The direct factor Xa inhibitor is indicated for the prevention of venous thromboembolic events (VTE) in adults who have undergone elective hip or knee replacement surgery. It will be marketed as Eliquis.
"The approval of Eliquis gives European orthopaedic surgeons a new option in VTE prevention that is more effective than the current standard of care, enoxaparin 40mg once daily, and importantly, without increasing bleeding," said Dr Michael Rud Lassen of Glostrup Hospital in Copenhagen, Denmark, lead investigator for two Phase III trials of apixaban in orthopaedic surgery.
The randomised double-blind Phase III studies compared oral apixaban 2.5mg twice daily with subcutaneous enoxaparin 40mg once daily. ADVANCE-2 enrolled 3057 patients scheduled for knee replacement surgery and ADVANCE-3 enrolled 5407 patients undergoing hip replacement. Treatment continued for 10–14 days after knee replacement and for 35 days after hip replacement.

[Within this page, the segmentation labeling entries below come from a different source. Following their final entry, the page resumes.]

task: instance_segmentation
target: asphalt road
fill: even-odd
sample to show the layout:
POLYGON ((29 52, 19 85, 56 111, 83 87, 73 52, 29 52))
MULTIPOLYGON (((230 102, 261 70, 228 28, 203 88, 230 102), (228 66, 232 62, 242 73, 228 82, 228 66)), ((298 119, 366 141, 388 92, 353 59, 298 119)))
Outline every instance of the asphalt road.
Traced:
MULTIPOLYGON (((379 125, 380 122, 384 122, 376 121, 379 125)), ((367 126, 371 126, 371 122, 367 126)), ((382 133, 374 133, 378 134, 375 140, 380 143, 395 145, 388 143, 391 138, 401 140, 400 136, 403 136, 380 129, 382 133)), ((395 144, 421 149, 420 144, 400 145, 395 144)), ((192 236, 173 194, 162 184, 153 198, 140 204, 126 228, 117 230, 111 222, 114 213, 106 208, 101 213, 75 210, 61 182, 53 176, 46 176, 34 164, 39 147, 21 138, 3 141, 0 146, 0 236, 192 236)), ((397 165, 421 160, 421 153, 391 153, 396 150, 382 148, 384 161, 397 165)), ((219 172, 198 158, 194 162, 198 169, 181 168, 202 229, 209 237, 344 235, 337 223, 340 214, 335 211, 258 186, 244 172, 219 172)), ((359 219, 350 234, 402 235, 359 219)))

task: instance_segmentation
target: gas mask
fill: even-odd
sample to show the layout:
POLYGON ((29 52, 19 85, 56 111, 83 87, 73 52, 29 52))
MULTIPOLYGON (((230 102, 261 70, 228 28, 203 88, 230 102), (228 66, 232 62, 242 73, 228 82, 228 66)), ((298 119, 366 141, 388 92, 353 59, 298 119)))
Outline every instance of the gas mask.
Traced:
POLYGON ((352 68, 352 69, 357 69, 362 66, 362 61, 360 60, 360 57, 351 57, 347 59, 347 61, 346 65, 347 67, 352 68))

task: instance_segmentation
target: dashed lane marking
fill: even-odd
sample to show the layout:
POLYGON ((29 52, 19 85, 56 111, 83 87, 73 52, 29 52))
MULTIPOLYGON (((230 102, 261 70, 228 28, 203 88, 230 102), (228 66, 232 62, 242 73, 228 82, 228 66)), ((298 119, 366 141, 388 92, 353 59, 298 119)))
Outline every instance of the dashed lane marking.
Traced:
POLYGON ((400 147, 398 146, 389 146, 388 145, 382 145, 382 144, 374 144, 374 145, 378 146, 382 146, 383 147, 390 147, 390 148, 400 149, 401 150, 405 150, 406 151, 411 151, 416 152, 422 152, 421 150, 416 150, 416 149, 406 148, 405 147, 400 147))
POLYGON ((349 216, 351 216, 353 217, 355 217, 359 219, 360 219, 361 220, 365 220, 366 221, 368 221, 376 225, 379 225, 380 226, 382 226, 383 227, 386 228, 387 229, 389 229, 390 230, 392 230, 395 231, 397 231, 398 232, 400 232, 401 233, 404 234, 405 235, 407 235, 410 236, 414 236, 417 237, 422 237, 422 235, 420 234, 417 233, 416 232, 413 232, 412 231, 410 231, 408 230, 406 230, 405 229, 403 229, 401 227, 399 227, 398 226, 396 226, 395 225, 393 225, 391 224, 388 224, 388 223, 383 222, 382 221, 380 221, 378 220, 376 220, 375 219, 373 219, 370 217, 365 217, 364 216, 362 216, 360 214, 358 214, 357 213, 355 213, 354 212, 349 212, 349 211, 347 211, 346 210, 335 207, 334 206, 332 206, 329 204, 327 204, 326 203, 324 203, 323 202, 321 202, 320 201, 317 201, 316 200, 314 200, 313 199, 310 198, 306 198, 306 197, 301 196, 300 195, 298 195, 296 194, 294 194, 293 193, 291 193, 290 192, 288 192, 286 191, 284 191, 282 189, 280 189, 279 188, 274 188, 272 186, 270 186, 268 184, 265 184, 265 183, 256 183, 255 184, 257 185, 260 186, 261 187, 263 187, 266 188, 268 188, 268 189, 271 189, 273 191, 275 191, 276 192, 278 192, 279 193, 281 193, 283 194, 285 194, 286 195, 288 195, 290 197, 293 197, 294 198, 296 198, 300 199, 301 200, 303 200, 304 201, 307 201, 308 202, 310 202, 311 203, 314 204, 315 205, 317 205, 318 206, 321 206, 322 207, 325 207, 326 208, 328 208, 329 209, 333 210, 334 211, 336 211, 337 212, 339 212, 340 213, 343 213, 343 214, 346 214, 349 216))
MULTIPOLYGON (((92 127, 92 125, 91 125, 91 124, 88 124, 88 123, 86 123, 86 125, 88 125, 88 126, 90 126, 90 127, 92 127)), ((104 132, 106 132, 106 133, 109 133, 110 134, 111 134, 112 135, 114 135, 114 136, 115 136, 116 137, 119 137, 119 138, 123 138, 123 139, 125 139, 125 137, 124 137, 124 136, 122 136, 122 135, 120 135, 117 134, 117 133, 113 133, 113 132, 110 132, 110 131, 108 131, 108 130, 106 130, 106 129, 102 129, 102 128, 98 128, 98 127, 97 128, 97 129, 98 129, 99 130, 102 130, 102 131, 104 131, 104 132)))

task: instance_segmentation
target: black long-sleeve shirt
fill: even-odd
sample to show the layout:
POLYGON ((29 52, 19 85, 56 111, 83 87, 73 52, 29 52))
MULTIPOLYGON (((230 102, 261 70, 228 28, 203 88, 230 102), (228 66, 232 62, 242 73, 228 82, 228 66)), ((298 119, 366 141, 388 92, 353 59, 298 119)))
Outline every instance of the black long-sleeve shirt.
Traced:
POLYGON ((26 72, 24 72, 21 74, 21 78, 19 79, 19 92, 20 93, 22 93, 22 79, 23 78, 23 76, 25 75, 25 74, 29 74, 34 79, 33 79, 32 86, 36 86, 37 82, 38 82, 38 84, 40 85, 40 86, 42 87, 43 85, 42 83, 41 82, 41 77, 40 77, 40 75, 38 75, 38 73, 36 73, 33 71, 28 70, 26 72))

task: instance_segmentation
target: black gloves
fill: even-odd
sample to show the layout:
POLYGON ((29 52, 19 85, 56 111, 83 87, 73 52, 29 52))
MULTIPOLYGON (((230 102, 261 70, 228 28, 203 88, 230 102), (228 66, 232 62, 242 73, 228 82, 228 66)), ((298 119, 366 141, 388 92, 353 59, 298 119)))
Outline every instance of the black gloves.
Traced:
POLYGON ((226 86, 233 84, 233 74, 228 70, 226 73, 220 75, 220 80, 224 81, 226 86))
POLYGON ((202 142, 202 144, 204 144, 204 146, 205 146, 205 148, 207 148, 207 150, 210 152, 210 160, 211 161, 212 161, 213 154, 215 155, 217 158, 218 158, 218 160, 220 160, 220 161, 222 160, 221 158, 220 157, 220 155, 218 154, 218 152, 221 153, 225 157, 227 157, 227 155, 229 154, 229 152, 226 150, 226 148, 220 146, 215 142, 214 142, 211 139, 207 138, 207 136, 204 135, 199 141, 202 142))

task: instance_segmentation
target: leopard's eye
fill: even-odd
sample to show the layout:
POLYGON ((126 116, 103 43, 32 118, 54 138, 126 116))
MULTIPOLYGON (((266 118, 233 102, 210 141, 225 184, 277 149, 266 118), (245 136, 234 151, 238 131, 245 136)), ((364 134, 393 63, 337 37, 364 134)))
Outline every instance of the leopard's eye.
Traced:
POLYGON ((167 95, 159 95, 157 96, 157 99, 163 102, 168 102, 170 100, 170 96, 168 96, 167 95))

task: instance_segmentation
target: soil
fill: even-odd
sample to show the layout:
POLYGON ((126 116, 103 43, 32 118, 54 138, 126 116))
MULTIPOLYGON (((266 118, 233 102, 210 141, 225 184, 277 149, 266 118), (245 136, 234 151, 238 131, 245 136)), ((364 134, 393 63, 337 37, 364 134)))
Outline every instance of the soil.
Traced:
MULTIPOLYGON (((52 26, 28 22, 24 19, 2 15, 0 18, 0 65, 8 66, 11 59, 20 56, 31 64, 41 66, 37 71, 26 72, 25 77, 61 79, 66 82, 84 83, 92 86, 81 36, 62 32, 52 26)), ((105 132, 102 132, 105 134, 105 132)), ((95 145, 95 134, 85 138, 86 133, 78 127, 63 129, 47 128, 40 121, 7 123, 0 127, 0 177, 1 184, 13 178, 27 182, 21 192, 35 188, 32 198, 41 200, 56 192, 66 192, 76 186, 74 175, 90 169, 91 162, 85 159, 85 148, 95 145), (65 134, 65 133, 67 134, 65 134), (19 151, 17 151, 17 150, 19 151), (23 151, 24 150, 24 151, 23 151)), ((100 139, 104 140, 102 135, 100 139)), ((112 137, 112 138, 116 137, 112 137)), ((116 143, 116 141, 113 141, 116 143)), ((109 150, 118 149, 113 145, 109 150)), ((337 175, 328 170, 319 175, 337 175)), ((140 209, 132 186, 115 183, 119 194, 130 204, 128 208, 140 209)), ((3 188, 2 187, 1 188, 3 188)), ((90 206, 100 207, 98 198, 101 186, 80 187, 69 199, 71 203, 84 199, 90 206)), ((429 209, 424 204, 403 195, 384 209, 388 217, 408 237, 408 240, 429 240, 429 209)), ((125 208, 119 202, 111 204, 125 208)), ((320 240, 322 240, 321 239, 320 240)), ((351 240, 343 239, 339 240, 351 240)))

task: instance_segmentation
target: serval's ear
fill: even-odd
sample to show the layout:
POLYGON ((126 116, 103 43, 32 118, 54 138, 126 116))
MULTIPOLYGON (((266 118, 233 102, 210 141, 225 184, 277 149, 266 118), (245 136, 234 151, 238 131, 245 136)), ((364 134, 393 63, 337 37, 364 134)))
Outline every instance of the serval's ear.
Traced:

The primary efficacy end point in both trials was a composite of asymptomatic or symptomatic deep-vein thrombosis, nonfatal pulmonary embolism, and death from any cause during treatment.
In ADVANCE-2, 1973 patients were eligible for the efficacy analysis. The primary end point occurred in 15% of the apixaban group and 24% of the enoxaparin group, representing a relative risk reduction of 38% for apixaban (95% CI 26—49%; p<0.0001).
Similarly, among the 3866 patients evaluable for efficacy in ADVANCE-3, the primary end point occurred in 1.4% of those who received apixaban compared with 3.9% of those given enoxaparin – a relative risk reduction of 64% (95% CI 46—78%; p<0.001).
Rates of major or clinically relevant non-major bleeding were comparable for apixaban and enoxaparin in both trials.